In the second week of the unit we took a break from the paper bag project to visit the art exhibition at Comox Valley Art Gallery. Three artists who shared a common studio in Winnipeg were exhibiting together for the first time. There work and media were very different. Reva stone explores the connection between people and technology in this exhibition. Diana Thorneycroft exhibited several of her rather dark drawings she created during the height of the covid outbreak which included people animal hybrids and the cycle of infection, Aganetha Dyck exhibited her work which involved, among many other techniques, placing a rage of objects into specially modified beehives to enable the bees to modify them by applying wax to them.

I was particularly drawn to the work of Reva and Aganetha as I have a personal connection to their work. One of Reva’s pieces is entitled Medcolater and is an electric shock therapy machine combined with a video screen which displays clips relating to theories of brain function and changing forms of psychiatric treatment.
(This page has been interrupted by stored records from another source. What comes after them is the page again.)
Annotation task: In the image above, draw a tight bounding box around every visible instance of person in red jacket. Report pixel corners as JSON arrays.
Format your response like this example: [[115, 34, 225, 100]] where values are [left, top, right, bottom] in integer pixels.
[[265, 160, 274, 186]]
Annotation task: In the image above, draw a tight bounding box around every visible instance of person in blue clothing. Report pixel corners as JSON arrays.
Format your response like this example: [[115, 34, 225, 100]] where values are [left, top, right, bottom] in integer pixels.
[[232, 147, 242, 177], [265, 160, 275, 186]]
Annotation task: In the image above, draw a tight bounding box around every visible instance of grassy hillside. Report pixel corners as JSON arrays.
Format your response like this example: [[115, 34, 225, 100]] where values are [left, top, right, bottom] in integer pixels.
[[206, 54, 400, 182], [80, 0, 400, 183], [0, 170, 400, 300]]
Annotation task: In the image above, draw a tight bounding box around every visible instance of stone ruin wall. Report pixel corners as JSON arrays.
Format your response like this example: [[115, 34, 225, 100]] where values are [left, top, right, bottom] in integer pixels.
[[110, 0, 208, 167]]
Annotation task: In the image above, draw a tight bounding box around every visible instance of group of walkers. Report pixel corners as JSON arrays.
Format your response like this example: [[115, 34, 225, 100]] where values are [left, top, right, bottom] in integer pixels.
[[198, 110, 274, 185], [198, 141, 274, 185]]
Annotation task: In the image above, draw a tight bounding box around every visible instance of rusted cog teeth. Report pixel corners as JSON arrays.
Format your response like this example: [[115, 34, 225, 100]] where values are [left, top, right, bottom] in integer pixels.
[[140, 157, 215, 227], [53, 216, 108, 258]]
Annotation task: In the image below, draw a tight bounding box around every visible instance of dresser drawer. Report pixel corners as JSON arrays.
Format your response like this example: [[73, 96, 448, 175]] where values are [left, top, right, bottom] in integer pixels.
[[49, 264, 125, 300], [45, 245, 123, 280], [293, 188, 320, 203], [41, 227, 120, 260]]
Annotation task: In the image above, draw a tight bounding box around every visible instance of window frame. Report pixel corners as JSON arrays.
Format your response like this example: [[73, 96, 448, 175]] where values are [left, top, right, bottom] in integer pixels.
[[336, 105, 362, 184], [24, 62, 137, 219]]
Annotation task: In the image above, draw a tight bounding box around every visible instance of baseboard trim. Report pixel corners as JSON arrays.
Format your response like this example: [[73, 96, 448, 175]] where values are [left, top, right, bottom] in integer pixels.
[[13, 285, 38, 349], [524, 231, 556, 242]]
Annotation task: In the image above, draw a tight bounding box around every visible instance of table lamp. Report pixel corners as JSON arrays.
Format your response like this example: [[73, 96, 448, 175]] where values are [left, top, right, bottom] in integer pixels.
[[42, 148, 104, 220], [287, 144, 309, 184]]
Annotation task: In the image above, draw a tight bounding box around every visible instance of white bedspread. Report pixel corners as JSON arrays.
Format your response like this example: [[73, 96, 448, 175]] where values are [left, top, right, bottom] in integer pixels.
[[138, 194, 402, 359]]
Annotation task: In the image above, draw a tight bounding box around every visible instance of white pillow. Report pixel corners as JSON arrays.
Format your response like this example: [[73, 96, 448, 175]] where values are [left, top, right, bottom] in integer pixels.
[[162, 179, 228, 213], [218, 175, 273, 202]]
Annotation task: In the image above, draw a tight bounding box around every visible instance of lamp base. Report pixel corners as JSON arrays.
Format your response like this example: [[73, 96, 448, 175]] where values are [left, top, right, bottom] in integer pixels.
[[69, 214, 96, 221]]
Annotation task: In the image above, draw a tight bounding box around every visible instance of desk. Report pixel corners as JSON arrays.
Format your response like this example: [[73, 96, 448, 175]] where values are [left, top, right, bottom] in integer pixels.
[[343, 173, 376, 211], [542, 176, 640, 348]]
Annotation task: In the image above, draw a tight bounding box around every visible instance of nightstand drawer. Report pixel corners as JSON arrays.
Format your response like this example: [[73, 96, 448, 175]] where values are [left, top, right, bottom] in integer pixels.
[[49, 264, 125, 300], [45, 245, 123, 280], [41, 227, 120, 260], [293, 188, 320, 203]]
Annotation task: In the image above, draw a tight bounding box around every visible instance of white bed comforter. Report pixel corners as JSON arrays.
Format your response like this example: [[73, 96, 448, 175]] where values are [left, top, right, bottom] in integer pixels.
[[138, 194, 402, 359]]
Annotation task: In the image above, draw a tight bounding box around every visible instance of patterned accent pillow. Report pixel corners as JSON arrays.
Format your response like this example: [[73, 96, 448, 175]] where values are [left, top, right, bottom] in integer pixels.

This exhibit brought back many painful memories. My wife is bipolar, and after several suicide attempts she was admitted to the psychiatric ward at Penticton Regional Hospital. There she was given 11 doses of bilateral Electro-Convulsive Therapy (ECT). This incredibly barbaric therapy involves sending electrical impulses through the brain to generate convulsions and is a treatment of last resort when depression does not respond to antidepressant drugs. While it may have some therapeutic benefits it causes massive short and long term memory loss – you may have seen Jack Nicholson being depicted after similar treatment in One Flew Over the Cuckoos Nest. I had never seen an electric shock therapy machine before. Fortunately after researching the machine in the exhibition, I realized that it was not designed to deliver ECT as Reva may have suggested in her exhibit, but was actually used as treatment for muscle stimulation similar to the TENS machines used by massage therapists and chiropractors today. but I get where she was coming from.